Some of the later code is here:
https://github.com/talonvoice/wav2letter/tree/w2lapi_static
https://github.com/ckamm/wav2letter/tree/wip-parallel
Here is the exact timing loop code I used in that demo: https://bochs.info/p/nhz5cv
I definitely think it's a big step in the right direction; it's easily 100x faster than DeepSpeech for us.
If I could have anything I wanted for xmas, I'd ask for a speech to text system that is fast enough to work in browser thru wasm or something.
Is there a SIMD.js / WASM equivalent optimized convolution / GEMM? That's pretty much all we'd need to port this to web... well, that and maybe a language model that isn't 1GB. The wav2letter acoustic model I'm using is based on the librispeech conv_glu, which is almost entirely served by conv1d layers.

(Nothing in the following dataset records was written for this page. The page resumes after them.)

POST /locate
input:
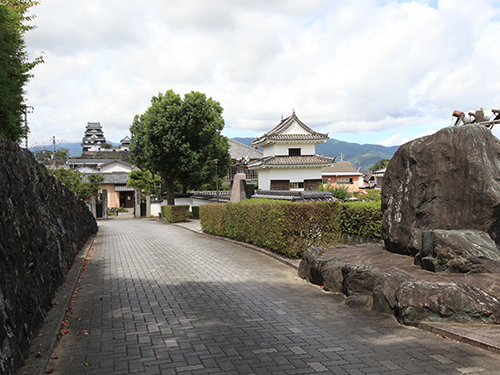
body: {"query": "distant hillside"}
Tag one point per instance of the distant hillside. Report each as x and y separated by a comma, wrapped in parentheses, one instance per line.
(359, 155)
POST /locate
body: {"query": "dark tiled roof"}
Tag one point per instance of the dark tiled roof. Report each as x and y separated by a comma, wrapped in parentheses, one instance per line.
(239, 150)
(278, 133)
(116, 161)
(340, 167)
(111, 178)
(303, 160)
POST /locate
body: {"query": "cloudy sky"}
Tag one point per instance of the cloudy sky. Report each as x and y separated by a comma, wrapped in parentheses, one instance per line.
(365, 71)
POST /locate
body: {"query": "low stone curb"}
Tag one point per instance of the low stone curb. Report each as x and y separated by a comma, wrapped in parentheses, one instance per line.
(294, 263)
(46, 339)
(459, 333)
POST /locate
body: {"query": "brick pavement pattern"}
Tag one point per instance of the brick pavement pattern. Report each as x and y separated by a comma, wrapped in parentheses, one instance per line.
(160, 299)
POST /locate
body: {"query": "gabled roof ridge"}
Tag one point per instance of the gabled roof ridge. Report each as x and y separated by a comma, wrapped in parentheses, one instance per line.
(284, 125)
(114, 161)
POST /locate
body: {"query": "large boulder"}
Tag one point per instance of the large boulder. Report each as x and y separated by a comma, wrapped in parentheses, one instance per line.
(418, 301)
(459, 251)
(446, 181)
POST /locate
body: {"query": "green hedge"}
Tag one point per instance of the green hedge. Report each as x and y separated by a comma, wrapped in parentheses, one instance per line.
(284, 227)
(175, 214)
(196, 211)
(361, 219)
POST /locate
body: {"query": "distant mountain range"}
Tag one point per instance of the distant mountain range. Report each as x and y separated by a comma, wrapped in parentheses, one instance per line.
(359, 155)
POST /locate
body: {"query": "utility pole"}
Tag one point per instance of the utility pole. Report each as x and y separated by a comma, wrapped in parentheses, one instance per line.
(54, 154)
(28, 109)
(216, 180)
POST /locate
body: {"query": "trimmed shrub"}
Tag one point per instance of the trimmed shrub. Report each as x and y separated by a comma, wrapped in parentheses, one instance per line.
(284, 227)
(195, 210)
(175, 214)
(361, 219)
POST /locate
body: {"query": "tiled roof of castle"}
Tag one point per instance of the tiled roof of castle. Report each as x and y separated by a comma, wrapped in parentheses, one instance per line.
(292, 161)
(291, 129)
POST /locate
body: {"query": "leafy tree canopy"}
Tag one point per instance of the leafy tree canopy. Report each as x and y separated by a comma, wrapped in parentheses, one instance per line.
(75, 181)
(14, 66)
(179, 139)
(383, 163)
(146, 182)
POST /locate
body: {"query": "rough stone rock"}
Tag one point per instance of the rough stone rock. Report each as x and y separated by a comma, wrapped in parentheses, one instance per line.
(43, 225)
(446, 302)
(384, 293)
(460, 251)
(360, 279)
(333, 278)
(361, 302)
(447, 181)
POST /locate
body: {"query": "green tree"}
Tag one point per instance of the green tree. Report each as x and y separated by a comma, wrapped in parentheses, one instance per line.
(382, 163)
(62, 153)
(179, 139)
(75, 181)
(146, 182)
(14, 66)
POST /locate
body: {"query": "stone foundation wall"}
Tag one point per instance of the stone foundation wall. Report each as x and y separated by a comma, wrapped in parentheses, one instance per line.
(43, 225)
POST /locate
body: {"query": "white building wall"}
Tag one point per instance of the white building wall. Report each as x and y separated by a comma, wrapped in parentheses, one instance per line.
(306, 149)
(291, 174)
(282, 148)
(115, 168)
(268, 150)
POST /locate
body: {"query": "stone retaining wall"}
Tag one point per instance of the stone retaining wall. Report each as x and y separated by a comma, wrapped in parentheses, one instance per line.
(43, 225)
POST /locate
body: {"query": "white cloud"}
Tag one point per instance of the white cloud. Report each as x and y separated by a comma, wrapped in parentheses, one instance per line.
(345, 66)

I've honestly already been considering a demo for my main project (which is mixed english / command decoding) that runs entirely in a web page, if you have engineering time to throw at your christmas wish, we should talk :P
I really love the idea of hacking something together for development so I don't need to use my arms and hands so much, or could lessen my mouse use (for accessibility reasons), but I don't know how realistic that is.
Edit: I looked into cloud-based ASR, such as that provided by Azure and AWS, but that would mean network latency on top of the recognition latency, and that would drive me nuts!
So, if your project can be built on that, good news; you can build now.
But I'm unsure of what Snips actually is - I had a look at the website, but I don't know if this is OSS, commercial software, a library or what?
https://www.youtube.com/watch?v=OWyMA_bT7UI
It used the windows version of Dragon Dictate that had a python interface which was then hooked up to emacs, iirc. I attempted to replicate his system at some point but never got it working -- seems that the libraries he referenced weren't well maintained and/or running windows through a VM on my mac introduced additional issues.
I'm not totally convinved that the language needs to be designed specifically for voice coding though - I can see how having an IDE designed for it would be a huge bonus though... damn, another interesting side project to add to the list!